The following should not be treated with clobetasone with nystatin and oxytetracycline:

- Patients with known history of hypersensitivity to clobetasone butyrate, nystatin, oxytetracycline or any components of the formulation
- Primary cutaneous viral infections (Common viral skin infections include herpes simplex virus infection, herpes zoster, cutaneous and genital warts, and molluscum contagiosum.)
- Primary infected skin lesions caused by infection with fungi, bacteria or yeasts (Fungal infections of the skin commonly seen in family practice include the various forms of tinea: tinea corporis, tinea gladiatorum, tinea cruris, tinea pedis, tinea capitis, and tinea unguium (e.g., onychomycosis).)
- Cutaneous infections caused by Acinetobacter species (implicated in many hospital-acquired infections such as bacteremia, urinary tract infections (UTIs), secondary meningitis, infective endocarditis, and wound and burn infections.), methicillin resistant Staphylococcus aureus (MRSA), Pseudomonas species, Proteus species Serratia species or Group B streptococcal infection (Streptococcus B., Group B streptococcal infection, also known as Group B streptococcal disease or just Group B strep, is the infection caused by the bacterium Streptococcus agalactiae (S. agalactiae) also known as group B streptococcus or GBS)
- Rosacea
- Acne vulgaris
- Pruritus without inflammation

===Serious Contraindications===

- Pseudomembranous colitis - C. Diff.
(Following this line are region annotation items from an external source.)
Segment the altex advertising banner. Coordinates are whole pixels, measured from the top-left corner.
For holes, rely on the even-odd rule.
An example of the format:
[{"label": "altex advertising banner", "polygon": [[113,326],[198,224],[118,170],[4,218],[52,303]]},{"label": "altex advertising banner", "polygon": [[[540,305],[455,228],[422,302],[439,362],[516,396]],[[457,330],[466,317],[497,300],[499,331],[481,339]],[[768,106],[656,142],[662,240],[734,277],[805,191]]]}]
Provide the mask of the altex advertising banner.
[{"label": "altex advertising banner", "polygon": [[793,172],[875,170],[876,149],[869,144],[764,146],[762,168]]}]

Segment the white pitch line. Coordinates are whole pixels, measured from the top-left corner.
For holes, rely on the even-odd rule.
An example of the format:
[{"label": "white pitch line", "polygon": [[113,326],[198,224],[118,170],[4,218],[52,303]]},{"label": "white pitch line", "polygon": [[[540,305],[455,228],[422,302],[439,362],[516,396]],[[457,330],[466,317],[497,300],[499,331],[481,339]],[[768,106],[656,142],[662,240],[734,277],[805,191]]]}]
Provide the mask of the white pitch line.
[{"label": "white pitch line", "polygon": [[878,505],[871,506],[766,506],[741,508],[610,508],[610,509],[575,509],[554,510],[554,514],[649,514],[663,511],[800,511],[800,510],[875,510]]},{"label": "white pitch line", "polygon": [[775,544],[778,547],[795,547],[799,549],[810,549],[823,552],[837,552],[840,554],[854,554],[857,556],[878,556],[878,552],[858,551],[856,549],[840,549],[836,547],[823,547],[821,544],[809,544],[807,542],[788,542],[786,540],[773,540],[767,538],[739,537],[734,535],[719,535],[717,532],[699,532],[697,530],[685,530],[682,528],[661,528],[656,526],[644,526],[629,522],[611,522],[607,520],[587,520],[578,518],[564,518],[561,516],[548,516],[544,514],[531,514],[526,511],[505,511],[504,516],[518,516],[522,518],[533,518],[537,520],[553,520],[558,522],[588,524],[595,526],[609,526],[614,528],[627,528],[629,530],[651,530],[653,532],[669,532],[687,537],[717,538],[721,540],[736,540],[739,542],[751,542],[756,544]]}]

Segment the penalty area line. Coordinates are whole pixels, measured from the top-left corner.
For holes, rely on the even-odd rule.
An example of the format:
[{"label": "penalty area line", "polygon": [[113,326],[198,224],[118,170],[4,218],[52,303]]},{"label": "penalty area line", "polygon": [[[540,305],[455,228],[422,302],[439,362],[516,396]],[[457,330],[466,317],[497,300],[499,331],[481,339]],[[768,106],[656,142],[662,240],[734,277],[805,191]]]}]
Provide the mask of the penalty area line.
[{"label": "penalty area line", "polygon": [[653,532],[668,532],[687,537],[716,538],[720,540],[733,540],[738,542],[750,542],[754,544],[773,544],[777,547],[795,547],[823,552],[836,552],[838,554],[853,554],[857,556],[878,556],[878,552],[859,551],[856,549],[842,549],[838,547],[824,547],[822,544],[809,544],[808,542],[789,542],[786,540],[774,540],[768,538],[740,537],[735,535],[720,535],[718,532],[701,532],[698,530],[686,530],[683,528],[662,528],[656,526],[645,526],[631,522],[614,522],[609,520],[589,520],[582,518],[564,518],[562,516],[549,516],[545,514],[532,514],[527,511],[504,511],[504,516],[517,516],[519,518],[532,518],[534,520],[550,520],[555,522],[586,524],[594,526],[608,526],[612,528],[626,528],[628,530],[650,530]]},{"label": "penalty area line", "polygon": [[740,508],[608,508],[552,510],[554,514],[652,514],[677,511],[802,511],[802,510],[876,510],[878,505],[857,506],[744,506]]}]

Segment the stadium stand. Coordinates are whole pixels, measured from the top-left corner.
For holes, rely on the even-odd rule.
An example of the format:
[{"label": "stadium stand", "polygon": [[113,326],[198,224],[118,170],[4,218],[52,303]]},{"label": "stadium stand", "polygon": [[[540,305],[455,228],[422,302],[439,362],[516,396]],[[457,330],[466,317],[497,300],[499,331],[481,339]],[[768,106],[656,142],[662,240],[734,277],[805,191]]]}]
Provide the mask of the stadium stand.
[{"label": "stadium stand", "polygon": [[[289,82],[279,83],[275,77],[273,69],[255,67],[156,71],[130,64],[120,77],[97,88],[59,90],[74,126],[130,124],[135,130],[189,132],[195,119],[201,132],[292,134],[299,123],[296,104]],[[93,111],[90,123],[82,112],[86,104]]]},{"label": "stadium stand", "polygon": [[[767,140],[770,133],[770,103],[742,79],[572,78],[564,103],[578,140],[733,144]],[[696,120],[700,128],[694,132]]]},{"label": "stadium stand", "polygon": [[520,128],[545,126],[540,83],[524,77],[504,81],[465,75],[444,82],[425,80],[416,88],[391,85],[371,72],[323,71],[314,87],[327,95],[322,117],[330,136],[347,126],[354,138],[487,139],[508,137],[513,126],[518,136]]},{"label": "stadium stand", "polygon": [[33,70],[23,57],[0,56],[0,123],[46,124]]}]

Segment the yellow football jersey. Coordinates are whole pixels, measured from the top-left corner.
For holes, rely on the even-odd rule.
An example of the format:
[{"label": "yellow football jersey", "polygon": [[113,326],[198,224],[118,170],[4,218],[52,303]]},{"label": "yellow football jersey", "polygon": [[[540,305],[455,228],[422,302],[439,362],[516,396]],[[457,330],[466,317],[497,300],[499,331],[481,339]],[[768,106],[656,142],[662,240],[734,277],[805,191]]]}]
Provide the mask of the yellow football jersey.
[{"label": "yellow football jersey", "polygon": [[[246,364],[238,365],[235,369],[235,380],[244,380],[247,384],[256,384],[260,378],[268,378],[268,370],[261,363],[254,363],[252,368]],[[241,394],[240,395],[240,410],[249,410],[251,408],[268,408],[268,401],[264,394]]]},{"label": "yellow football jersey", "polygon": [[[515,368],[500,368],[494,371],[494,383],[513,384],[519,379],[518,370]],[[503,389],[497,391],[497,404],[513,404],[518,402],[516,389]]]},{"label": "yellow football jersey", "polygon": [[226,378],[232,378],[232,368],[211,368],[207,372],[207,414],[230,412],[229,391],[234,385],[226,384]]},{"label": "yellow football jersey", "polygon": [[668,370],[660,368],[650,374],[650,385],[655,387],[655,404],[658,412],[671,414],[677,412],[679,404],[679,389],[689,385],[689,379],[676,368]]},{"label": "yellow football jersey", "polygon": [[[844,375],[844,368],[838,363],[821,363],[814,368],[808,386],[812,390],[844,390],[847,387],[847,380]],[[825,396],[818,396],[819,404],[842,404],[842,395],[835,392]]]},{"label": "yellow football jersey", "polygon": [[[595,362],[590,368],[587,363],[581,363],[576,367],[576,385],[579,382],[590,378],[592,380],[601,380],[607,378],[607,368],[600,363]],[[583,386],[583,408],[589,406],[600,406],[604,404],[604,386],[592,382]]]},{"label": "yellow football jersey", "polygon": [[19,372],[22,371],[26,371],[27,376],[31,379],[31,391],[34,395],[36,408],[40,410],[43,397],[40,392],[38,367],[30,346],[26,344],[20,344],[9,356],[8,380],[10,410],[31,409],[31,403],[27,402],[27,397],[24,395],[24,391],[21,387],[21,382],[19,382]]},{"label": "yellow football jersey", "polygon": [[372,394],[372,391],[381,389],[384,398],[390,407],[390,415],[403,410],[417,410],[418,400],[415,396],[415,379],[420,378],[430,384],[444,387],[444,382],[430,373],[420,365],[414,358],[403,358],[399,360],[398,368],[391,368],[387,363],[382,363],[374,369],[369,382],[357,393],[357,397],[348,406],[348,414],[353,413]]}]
Colitis, also called: Clostridioides difficile colitis, or Pseudomembranous colitis has been reported with the use of antibiotics and may range in severity from mild to life-threatening.
- Reversible hypothalamic-pituitary-adrenal (HPA) axis suppression - Manifestations of hypercortisolism (Cushing's syndrome) and reversible hypothalamic-pituitary-adrenal (HPA) axis suppression can occur in some individuals as a result of increased systemic absorption of topical corticosteroids. (The hypothalamic–pituitary–adrenal (HPA) axis is the complex relationship between the hypothalamus, the pituitary gland, and the adrenals; was previously called Adrenal Fatigue.)